What sucks is that now I feel like a chump and that they're taking advantage of me. I took this job almost four years ago because I was positively desperate for someone to hire me... it was the only interview I was able to get after about six months of looking. I took a maybe-lower-than-average salary because I was so happy to just have found a job. But now, after all the shafting, I'm definitely getting below fair market value for what I'm doing (software engineering).

And it super sucks because I can't understand why my company doesn't find me to be valuable. For example:

- I can write good. I love to write, and I'm good at communicating ideas... especially at taking complicated ideas and making them easy to understand. This is unique in my field, where most of my co-workers are borderline illiterate and can't form coherent sentences. There aren't too many people with an MS in computer science who also have an English degree, but I'm one of them.

- I have an eye for design. I did page design professionally for a while, and I pay close attention to colors, layout, things like that... which is useful when you're designing a user interface for a piece of software. It has to make sense and do that whole conveying-complex-ideas-into-layman's-terms thing, but visually.

- I don't consider myself a pure scientist, but I am a good problem solver. Even though I don't have a hard-core scientific or mathematic background, I'm good at organizing and executing programmatic solutions in a logical way. I've never been stuck unable to solve a problem of my own making. Plus, once I get used to a new system or language, I'm super-fast... there's only about a three-four week learning period before I feel like I'm in Turbo Mode, and could crank any kind of program in record time.

(BTW, I don't usually do the self-flagellation thing, but I'm currently in a desperate struggle to feel better about myself. Please forgive me.)

Bottom line: I don't know too many people who have my combination of right-brain and left-brain skills. (Just don't ask me which half does which.) I can do the creative thing, and I can do the logical thing. So the question is... why doesn't anyone find that useful?

OK, there are people who appreciate what I can do. But most of them are related to me. The most rewarding work-related things I've done since I took this job weren't even work-related. My brother has been doing website-building work. One time, he was having trouble with a piece of Javascript code and was stuck trying to figure it out. I jumped in and found the problem in a couple of hours. In another case, my wife was trying to solve a complicated database problem while crunching some numbers, and I was able to construct an SQL query to do the job and save her a lot of time.

And both of those things were 100 times more rewarding than anything I've done at this job, because the people I helped really appreciated what I did. I love hearing "James, you're the best," and then I can kind of look down and put my hands behind my back and say, "Awww, I'm OK."

That's also why blogging has been so much fun for me: because it's more rewarding than anything I've been doing professionally. It basically started just as a way to exercise the... er... left? side of my brain? (Nope, right side. Dammit.) But it's also helped me become a better writer, and it's helped me get in touch with something I had been sorely missing: being appreciated for my creativity by completely random people. Writing, and having other people enjoy my writing, is just a great feeling.
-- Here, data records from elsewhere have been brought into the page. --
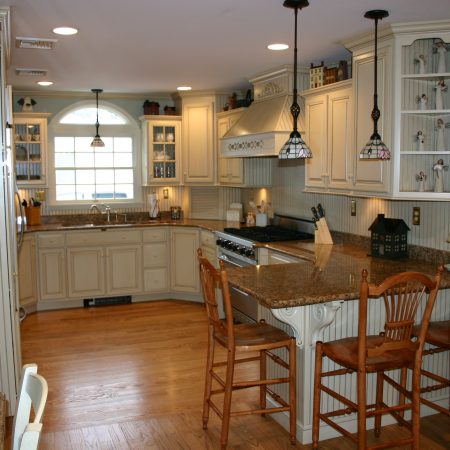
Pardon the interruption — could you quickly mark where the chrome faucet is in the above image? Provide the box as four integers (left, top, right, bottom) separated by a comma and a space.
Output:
89, 203, 111, 223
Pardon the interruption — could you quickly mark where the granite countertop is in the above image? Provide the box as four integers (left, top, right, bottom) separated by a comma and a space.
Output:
227, 241, 450, 308
25, 214, 227, 233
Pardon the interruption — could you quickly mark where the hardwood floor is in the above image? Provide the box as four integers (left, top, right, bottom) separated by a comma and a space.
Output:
8, 301, 450, 450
But I do have some problems. Namely: trying to recover from a lifetime of people telling me how much I suck. This is not good, because those are the opinions I tend to think of when I want to blog. I've gotten a lot of e-mails from people telling me they love the blog... but, of course, the way blogs work is that you tend to attract people who agree with you. When people don't agree, or want to call me a stupid moron, it tends to be in the comments or on their own blogs. I don't feel the need to get involved in some kind of dramatic blog-fight, which would be about the lamest thing ever, but the way my mind is wired, it's those people I tend to think of more than my fans.

And it's the criticisms in my own mind that keep circling around until I can't get anything accomplished. Why would anyone want to read what I have to write? Does anybody in the entire world agree with the opinions I'm about to post, or am I just going to get lauged at and thrown in the trash again? Is anybody going to get this obscure pop-culture reference?
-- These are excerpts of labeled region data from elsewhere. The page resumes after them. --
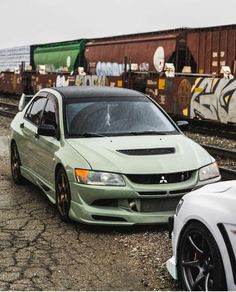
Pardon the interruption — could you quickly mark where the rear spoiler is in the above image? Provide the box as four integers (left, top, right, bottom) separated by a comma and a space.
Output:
18, 93, 33, 112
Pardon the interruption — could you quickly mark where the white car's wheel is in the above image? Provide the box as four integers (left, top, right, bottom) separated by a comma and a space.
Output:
178, 222, 227, 291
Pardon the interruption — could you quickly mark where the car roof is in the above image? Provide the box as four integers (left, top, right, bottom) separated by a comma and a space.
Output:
52, 86, 146, 99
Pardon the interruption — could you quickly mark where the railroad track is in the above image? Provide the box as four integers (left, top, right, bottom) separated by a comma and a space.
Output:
0, 101, 18, 118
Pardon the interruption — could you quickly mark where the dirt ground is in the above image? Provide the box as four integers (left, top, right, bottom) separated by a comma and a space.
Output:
0, 117, 180, 290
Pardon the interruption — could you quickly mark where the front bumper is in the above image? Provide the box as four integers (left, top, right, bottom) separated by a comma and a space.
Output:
69, 170, 209, 225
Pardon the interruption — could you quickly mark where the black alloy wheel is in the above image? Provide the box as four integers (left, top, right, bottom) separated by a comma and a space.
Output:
11, 142, 24, 185
178, 222, 227, 291
56, 167, 71, 222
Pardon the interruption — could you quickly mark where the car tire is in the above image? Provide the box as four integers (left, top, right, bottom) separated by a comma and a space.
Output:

Well, this blog has answered many of those questions. Yes, some people want to read what I write. Yes, some people will agree, and some will not. Yes, some people will remember that Barry Bostwick, host of last night's "A Capitol Fourth", was the bad guy in the direct-to-video werewolf movie Project: Metalbeast. But the criticisms in my head are still paralyzing, in terms of taking the next step as a writer.

Because, let's face it: blogging is the easy way out for a writer. I said to myself at the beginning that I would spend no money and make no money off why.i.hate.dc. I figured it wasn't fair to myself to spend money on something that should just be for fun, and that it wasn't fair to make people pay to read my stupid writing. And then, I just started writing. It was short things at first, culled from articles; later, I started getting into essays, until I became a full-fledged long-form blogger. But there was still no risk or reward involved; I could write for a couple hours, get the instant gratification of people reading my stuff, and then forget about it.

But now I'm questioning that philosophy. Maybe if people aren't going to take me seriously as a computer scientist, I should start taking writing more seriously. I don't know whether I could turn that into a profitable full-time endeavor down the road. But in the meantime, in the immediate present, it couldn't hurt to try to...

oh God... couldn't hurt to try to...

write a book.

Yeah, I know, I know. It's a cliche, isn't it? Bloggers going on to write books. But see... Wasingtonienne has a book. Wonkette has a book. They both started blogging after I did. And am I a better writer than they are? Hells yes.

And there are a lot of reasons why I should not write a book. Believe me, they weigh heavier on my mind than the positives. For one thing, I have only the foggiest idea how to get published (I hear "sample chapters" are important?). But dammit... I've written so much over the past couple-plus years, and so many people have actually enjoyed what I've written, that I have to try this.

It's going to be difficult. For one thing: I hate books. Books are so pretentious. They’re all, "Oooooh, look at me! I’m a book! I’m sooooo important and socially relevant! You’d better read me, or you won’t be able to have an intellectual conversation about me with your peers!"

Then you read it, and at the beginning the author rambles on for nine pages in detail about exactly how green the grass was on some particular day, and it takes days just to get through the whole thing. You have to break it up into several readings, and if you’ve put it down for a few days, it’s hard to remember what was going on when you stopped. (“So wait, Bilbo begat Frodo, and Frodo begat… who?”)

But I have to try, even though there will be detractors. Oh, there will be detractors. Many, many detractors. But I'm realizing that, when even your biggest detractor resorts to "borrowing" your material, it's probably a sign that you're doing something right. (Oops, I said I wouldn't start a blogfight. Oh well.)

So yeah. I've gotta do this. I'm going to try to put together a why.i.hate.dc: the book. It may be slow going, and it's going to suck staring at an empty Word page and thinking, "What the hell am I doing? Typing, with no guarantee that anyone will read it?", but I've got to give it a shot. It could be the start of a more fulfilling future, in which I bring joy and happiness to the book-reading world. (Or, failing joy and happiness, at least a lot more profanity.)

So... yeah. Maybe I'll start tomorrow. At least I won't feel guilty about working on it while on the job.